Cheap cherry air freshener failed to mask the metallic stink of burnt spoons. He saw a softer version of those hands. Frantic. Jittery. She stripped copper wire from a broken toaster. She needed to keep her fingers busy through the withdrawal shakes. She glued the blue bead in. Placed it on her hand. Promised him everything would change. Julian let go of the podium. His fingers uncurled. The microphone slipped from his grasp. It hit the wood stage deck. The massive PA system screamed. A piercing electronic wail erupted.
The front row covered their ears in pain. Julian walked. He stepped off the stage edge. He bypassed the red silk ribbon. His leather shoe sank into the damp, engineered grass. Cold water ruined the expensive welt. The crowd scrambled backward. They parted out of confusion. He moved with a dead, heavy momentum. The security guards saw him approaching. They froze in place. The guard dropped her wrist as if the flesh had turned to hot iron. She collapsed instantly. She hacked dry air into her empty palm.
Julian crossed the immaculate lawn. A camera drone hummed overhead like a mechanical hornet. Shutters erupted from the press pool. A mechanical swarm capturing the bizarre descent of a billionaire titan. He reached the concrete perimeter. The smell hit him first. Wet wool. Stale urine. Road dust. Oxidized copper. The absolute bottom of the world. He dropped to his knees. The fabric of his bespoke trousers tore. Dirt smeared the charcoal wool. He knelt directly in the filth in front of her. She flinched backward. Curled inward.
Protecting her fragile neck from a blow. Julian reached out. His movements were slow. Deliberate. He peeled her hands away from her face. Her skin felt like sandpaper stretched over hollow bird bones. She stared at the asphalt. She tracked invisible threats. Julian pulled her right hand close. He stared at the copper wire. The green tarnish. The chipped cobalt glass. He lowered his head. He pressed his lips directly to the cold, dirty metal. He kept them there. His broad shoulders began to shake. The tremor climbed.

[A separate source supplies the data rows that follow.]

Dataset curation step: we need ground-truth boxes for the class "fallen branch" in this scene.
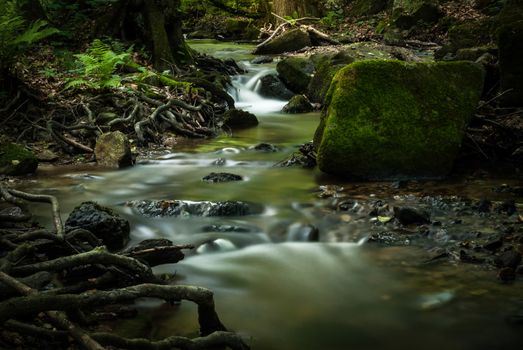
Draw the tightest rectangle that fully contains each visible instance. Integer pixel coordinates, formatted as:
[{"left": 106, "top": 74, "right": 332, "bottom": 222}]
[
  {"left": 0, "top": 271, "right": 104, "bottom": 350},
  {"left": 91, "top": 331, "right": 249, "bottom": 350},
  {"left": 11, "top": 247, "right": 156, "bottom": 281},
  {"left": 0, "top": 284, "right": 226, "bottom": 335},
  {"left": 0, "top": 185, "right": 64, "bottom": 237}
]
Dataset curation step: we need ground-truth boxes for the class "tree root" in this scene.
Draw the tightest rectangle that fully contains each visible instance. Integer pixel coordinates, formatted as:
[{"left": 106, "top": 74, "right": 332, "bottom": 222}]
[{"left": 0, "top": 187, "right": 249, "bottom": 350}]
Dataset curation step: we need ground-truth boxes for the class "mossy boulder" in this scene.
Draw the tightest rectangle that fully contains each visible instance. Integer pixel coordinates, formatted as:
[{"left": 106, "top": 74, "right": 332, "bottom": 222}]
[
  {"left": 307, "top": 51, "right": 355, "bottom": 103},
  {"left": 276, "top": 57, "right": 314, "bottom": 94},
  {"left": 0, "top": 142, "right": 38, "bottom": 176},
  {"left": 498, "top": 21, "right": 523, "bottom": 107},
  {"left": 224, "top": 18, "right": 260, "bottom": 40},
  {"left": 392, "top": 0, "right": 443, "bottom": 29},
  {"left": 314, "top": 60, "right": 484, "bottom": 179},
  {"left": 349, "top": 0, "right": 393, "bottom": 17},
  {"left": 94, "top": 131, "right": 133, "bottom": 168},
  {"left": 253, "top": 28, "right": 312, "bottom": 55},
  {"left": 223, "top": 109, "right": 258, "bottom": 129},
  {"left": 282, "top": 95, "right": 313, "bottom": 114}
]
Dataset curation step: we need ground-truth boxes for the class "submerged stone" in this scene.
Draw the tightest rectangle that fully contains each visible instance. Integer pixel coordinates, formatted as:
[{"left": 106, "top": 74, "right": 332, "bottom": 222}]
[
  {"left": 253, "top": 28, "right": 311, "bottom": 55},
  {"left": 314, "top": 60, "right": 484, "bottom": 179},
  {"left": 65, "top": 202, "right": 130, "bottom": 251},
  {"left": 94, "top": 131, "right": 133, "bottom": 168},
  {"left": 125, "top": 200, "right": 259, "bottom": 217},
  {"left": 202, "top": 173, "right": 243, "bottom": 183},
  {"left": 276, "top": 57, "right": 314, "bottom": 94},
  {"left": 0, "top": 143, "right": 38, "bottom": 176},
  {"left": 282, "top": 95, "right": 313, "bottom": 114},
  {"left": 223, "top": 109, "right": 258, "bottom": 129}
]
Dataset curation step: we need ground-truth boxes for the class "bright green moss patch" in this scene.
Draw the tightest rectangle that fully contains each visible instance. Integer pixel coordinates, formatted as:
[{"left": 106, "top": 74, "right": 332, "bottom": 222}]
[
  {"left": 0, "top": 143, "right": 38, "bottom": 175},
  {"left": 315, "top": 60, "right": 484, "bottom": 179}
]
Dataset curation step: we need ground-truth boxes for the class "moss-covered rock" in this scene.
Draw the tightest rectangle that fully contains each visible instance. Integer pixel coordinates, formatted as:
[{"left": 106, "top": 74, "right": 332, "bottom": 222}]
[
  {"left": 253, "top": 28, "right": 312, "bottom": 55},
  {"left": 276, "top": 57, "right": 314, "bottom": 94},
  {"left": 349, "top": 0, "right": 393, "bottom": 17},
  {"left": 282, "top": 95, "right": 313, "bottom": 114},
  {"left": 258, "top": 74, "right": 294, "bottom": 101},
  {"left": 498, "top": 21, "right": 523, "bottom": 107},
  {"left": 314, "top": 60, "right": 484, "bottom": 179},
  {"left": 307, "top": 51, "right": 355, "bottom": 103},
  {"left": 0, "top": 142, "right": 38, "bottom": 175},
  {"left": 94, "top": 131, "right": 133, "bottom": 168},
  {"left": 223, "top": 109, "right": 258, "bottom": 129},
  {"left": 392, "top": 0, "right": 443, "bottom": 29}
]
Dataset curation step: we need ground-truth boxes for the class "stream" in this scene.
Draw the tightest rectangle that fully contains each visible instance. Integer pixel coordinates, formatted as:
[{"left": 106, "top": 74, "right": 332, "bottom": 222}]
[{"left": 24, "top": 41, "right": 523, "bottom": 350}]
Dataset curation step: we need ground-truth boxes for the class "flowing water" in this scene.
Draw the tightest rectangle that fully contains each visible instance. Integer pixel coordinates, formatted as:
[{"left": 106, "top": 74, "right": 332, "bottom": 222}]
[{"left": 24, "top": 42, "right": 523, "bottom": 350}]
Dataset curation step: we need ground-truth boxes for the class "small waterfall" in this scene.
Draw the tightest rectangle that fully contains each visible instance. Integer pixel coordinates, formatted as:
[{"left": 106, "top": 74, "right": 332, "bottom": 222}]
[{"left": 229, "top": 62, "right": 287, "bottom": 115}]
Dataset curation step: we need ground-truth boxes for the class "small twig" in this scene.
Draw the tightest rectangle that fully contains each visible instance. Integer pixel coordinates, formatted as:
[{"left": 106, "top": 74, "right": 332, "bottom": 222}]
[
  {"left": 0, "top": 185, "right": 64, "bottom": 237},
  {"left": 0, "top": 271, "right": 105, "bottom": 350}
]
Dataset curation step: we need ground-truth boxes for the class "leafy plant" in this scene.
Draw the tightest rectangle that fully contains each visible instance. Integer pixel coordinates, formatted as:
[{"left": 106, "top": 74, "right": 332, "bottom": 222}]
[
  {"left": 65, "top": 39, "right": 133, "bottom": 90},
  {"left": 0, "top": 0, "right": 59, "bottom": 70}
]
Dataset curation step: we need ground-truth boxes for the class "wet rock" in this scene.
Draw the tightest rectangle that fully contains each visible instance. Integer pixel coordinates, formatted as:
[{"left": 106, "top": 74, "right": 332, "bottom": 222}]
[
  {"left": 202, "top": 173, "right": 243, "bottom": 183},
  {"left": 65, "top": 202, "right": 130, "bottom": 251},
  {"left": 472, "top": 199, "right": 492, "bottom": 213},
  {"left": 367, "top": 232, "right": 411, "bottom": 246},
  {"left": 0, "top": 143, "right": 38, "bottom": 176},
  {"left": 392, "top": 0, "right": 443, "bottom": 29},
  {"left": 251, "top": 56, "right": 274, "bottom": 64},
  {"left": 123, "top": 238, "right": 185, "bottom": 266},
  {"left": 307, "top": 51, "right": 355, "bottom": 103},
  {"left": 252, "top": 143, "right": 278, "bottom": 153},
  {"left": 276, "top": 57, "right": 314, "bottom": 94},
  {"left": 94, "top": 131, "right": 133, "bottom": 168},
  {"left": 459, "top": 249, "right": 485, "bottom": 264},
  {"left": 498, "top": 267, "right": 516, "bottom": 282},
  {"left": 196, "top": 238, "right": 236, "bottom": 254},
  {"left": 494, "top": 250, "right": 521, "bottom": 269},
  {"left": 202, "top": 225, "right": 255, "bottom": 233},
  {"left": 253, "top": 28, "right": 311, "bottom": 55},
  {"left": 212, "top": 158, "right": 227, "bottom": 166},
  {"left": 287, "top": 223, "right": 320, "bottom": 242},
  {"left": 394, "top": 207, "right": 430, "bottom": 225},
  {"left": 125, "top": 200, "right": 260, "bottom": 217},
  {"left": 223, "top": 109, "right": 258, "bottom": 130},
  {"left": 314, "top": 60, "right": 484, "bottom": 180},
  {"left": 482, "top": 237, "right": 503, "bottom": 252},
  {"left": 0, "top": 207, "right": 31, "bottom": 226},
  {"left": 282, "top": 95, "right": 313, "bottom": 114},
  {"left": 258, "top": 74, "right": 294, "bottom": 100},
  {"left": 495, "top": 199, "right": 517, "bottom": 216}
]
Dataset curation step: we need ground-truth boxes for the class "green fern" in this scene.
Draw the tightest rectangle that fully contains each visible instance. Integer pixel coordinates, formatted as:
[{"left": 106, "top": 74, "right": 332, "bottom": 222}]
[
  {"left": 65, "top": 39, "right": 132, "bottom": 90},
  {"left": 0, "top": 0, "right": 59, "bottom": 70}
]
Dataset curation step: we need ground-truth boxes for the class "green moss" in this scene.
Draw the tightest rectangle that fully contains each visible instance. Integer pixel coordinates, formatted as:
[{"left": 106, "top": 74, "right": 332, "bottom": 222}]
[
  {"left": 0, "top": 143, "right": 38, "bottom": 175},
  {"left": 315, "top": 60, "right": 483, "bottom": 178}
]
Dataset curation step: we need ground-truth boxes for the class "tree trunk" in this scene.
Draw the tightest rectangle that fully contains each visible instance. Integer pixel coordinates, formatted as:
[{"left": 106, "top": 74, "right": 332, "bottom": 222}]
[{"left": 272, "top": 0, "right": 319, "bottom": 17}]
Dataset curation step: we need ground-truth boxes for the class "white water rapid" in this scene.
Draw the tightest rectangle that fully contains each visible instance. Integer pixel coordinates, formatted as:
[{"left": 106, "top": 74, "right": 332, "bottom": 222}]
[{"left": 229, "top": 62, "right": 287, "bottom": 115}]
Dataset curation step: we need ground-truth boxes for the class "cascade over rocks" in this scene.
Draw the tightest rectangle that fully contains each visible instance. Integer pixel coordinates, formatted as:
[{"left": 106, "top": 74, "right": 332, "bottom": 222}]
[
  {"left": 392, "top": 0, "right": 443, "bottom": 29},
  {"left": 276, "top": 57, "right": 314, "bottom": 94},
  {"left": 314, "top": 60, "right": 484, "bottom": 179},
  {"left": 282, "top": 95, "right": 314, "bottom": 114},
  {"left": 258, "top": 74, "right": 294, "bottom": 100},
  {"left": 125, "top": 200, "right": 261, "bottom": 217},
  {"left": 223, "top": 109, "right": 258, "bottom": 130},
  {"left": 253, "top": 28, "right": 312, "bottom": 55}
]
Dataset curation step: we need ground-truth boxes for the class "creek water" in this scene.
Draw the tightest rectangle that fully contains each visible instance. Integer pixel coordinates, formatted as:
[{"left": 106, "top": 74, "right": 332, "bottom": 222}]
[{"left": 26, "top": 42, "right": 523, "bottom": 350}]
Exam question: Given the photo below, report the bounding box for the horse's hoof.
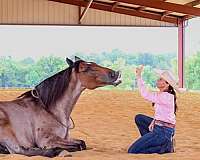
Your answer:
[57,150,72,157]
[80,140,87,150]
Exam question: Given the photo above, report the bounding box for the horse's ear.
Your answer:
[75,56,81,62]
[66,58,74,67]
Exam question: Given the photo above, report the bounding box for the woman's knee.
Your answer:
[135,114,145,124]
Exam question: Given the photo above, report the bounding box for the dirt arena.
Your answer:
[0,90,200,160]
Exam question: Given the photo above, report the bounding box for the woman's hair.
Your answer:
[152,81,178,115]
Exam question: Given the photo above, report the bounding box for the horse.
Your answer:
[0,57,121,157]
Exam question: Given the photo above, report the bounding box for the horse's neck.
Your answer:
[50,72,84,125]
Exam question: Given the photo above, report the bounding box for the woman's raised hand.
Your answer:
[135,65,144,78]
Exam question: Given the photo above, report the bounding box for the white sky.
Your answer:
[0,19,200,59]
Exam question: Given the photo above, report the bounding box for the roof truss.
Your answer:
[49,0,200,24]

He laced clean fingers through her filthy ones. He dragged her hand to his chest. Pinned it over his sternum. His heart hammered against her knuckles. He pressed his forehead against hers. She smelled of exhaust and winter rain. She went still. The thumb stopped twitching. She looked at him. Ruined eyes stared back. A spark caught in the fog. A breath rattled in her throat. Julian closed his eyes. Tears broke loose. They cut tracks through grime on her cheeks. Behind them, the billion dollar campus gleamed. Blind. Indifferent.